Using online prediction from Datalab

You can use the Datalab notebook to demonstrate the online prediction feature in an interactive manner.

Launch Datalab from the Cloud Shell.

$ datalab create mydatalab --zone us-central1-a
...
Click on the *Web Preview* (up-arrow button at top-left), select *port 8081*, and start using Datalab.

Select 'Preview on port 8081' from Web preview menu in the top-left corner to open a Datalab window.

Open a new notebook and execute the following command.

!git clone https://github.com/GoogleCloudPlatform/cloudml-dist-mnist-example

Go back to the notebook list window and open Online prediction example.ipynb in cloudml-dist-mnist-example/notebooks folder.
Follow the instruction in the notebook.

(Option) Training on VM instances

Optionally, you can train the model using VM instances running on Google Compute Engine(GCE).

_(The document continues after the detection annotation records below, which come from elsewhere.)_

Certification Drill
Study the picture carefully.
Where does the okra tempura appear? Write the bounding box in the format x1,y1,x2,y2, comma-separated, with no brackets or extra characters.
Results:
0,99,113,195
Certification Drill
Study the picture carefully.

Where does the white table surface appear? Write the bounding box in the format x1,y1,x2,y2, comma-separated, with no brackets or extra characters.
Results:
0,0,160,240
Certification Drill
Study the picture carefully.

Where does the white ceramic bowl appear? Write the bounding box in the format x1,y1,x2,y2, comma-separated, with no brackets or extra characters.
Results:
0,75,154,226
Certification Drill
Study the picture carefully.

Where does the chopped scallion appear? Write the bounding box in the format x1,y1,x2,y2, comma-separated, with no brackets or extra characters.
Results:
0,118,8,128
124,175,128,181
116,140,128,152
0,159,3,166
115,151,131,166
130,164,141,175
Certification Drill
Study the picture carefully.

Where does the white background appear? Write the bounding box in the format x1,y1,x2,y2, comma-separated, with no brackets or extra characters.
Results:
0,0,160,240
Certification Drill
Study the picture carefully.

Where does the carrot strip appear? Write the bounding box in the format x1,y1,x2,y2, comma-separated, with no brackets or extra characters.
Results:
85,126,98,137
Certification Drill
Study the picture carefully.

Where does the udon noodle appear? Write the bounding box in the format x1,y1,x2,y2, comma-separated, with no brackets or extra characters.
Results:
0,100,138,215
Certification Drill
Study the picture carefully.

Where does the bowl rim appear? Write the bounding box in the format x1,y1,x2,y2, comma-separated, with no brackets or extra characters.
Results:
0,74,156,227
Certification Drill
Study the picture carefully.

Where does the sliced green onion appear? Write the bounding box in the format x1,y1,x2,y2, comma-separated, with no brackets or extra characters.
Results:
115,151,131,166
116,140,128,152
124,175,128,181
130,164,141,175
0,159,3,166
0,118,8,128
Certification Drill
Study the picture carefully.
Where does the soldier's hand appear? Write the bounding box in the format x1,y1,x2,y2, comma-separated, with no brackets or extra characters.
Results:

Launch four VM instances with the following options.
- Hostname: ps-0, master-0, worker-0, worker-1
- OS image: ubuntu-1604-lts
- Machine type: n1-standard-1
- Identity and API access: Set access for each API, Storage = 'Read Write'
Note: Since instance roles are inferred from their hostnames, you must set hostnames exactly as specified.

Install TensorFlow

Open ssh terminal and run the following commands on all instances.

$ sudo apt-get update
$ sudo apt-get -y upgrade
$ sudo apt-get install -y python3-pip
$ sudo pip3 install tensorflow==1.14.0 gast==0.2.2

Create a bucket used for training jobs and upload MNIST dataset.

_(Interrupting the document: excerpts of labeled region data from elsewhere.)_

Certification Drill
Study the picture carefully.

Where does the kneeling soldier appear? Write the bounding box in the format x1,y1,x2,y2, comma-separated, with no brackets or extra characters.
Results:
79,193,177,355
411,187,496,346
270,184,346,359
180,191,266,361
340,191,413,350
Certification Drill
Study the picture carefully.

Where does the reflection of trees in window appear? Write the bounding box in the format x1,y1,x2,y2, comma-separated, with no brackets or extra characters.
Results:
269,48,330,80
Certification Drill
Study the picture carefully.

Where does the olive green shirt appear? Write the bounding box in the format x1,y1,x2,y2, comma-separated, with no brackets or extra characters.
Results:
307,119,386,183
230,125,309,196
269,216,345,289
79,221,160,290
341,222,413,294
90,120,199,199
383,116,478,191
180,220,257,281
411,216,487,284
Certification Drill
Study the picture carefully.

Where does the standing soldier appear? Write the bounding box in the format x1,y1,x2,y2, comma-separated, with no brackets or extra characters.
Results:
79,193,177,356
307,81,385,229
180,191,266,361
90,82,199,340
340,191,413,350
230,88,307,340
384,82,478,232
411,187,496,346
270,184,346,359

Run the following commands on the CloudShell.

$ git clone https://github.com/GoogleCloudPlatform/cloudml-dist-mnist-example.git
$ cd cloudml-dist-mnist-example
$ PROJECT_ID=$(gcloud config list project --format "value(core.project)")
$ BUCKET="gs://${PROJECT_ID}-ml"
$ gsutil mkdir $BUCKET

$ ./scripts_p3/create_records.py 
$ gsutil cp /tmp/data/train.tfrecords ${BUCKET}/data/
$ gsutil cp /tmp/data/test.tfrecords ${BUCKET}/data/

Start training

Run the following commands on the CloudShell. It distributes executable files to all instances and start a training job.
```
$ gcloud config set compute/zone us-east1-c
$ ./scripts_p3/start-training.sh $BUCKET
```
Note: us-east1-c should be the zone of instances you have created.

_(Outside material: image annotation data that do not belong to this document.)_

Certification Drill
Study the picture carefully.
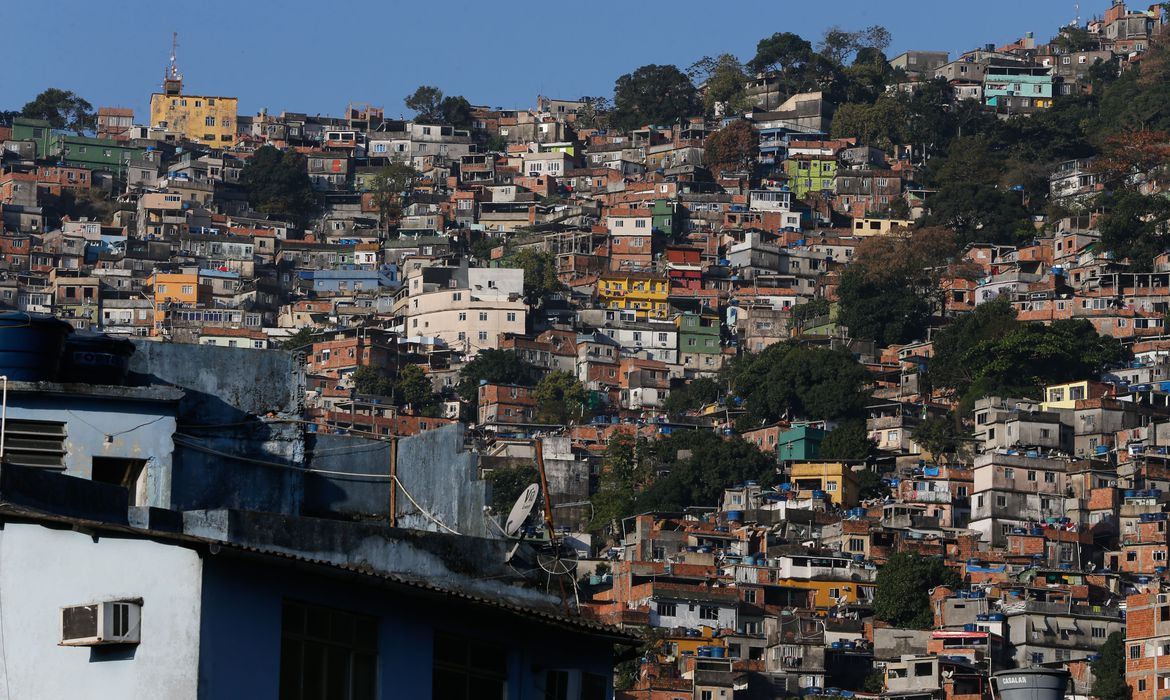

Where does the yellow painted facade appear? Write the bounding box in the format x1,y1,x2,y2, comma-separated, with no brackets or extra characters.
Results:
597,274,670,321
1040,379,1089,411
150,92,239,147
789,462,859,507
776,578,874,610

When the training is finished, the storage path containing the model binary will be displayed as below.
```
Trained model is stored in gs://cloudml-sample-ml/job_170415_081023/export/exporter/1492245350557/
```
Clean up

Clean up is really easy, but also super important: if you don't follow these instructions, you will continue to be billed for the project you created.

To clean up, navigate to the Google Developers Console Project List, choose the project you created for this lab, and delete it. That's it.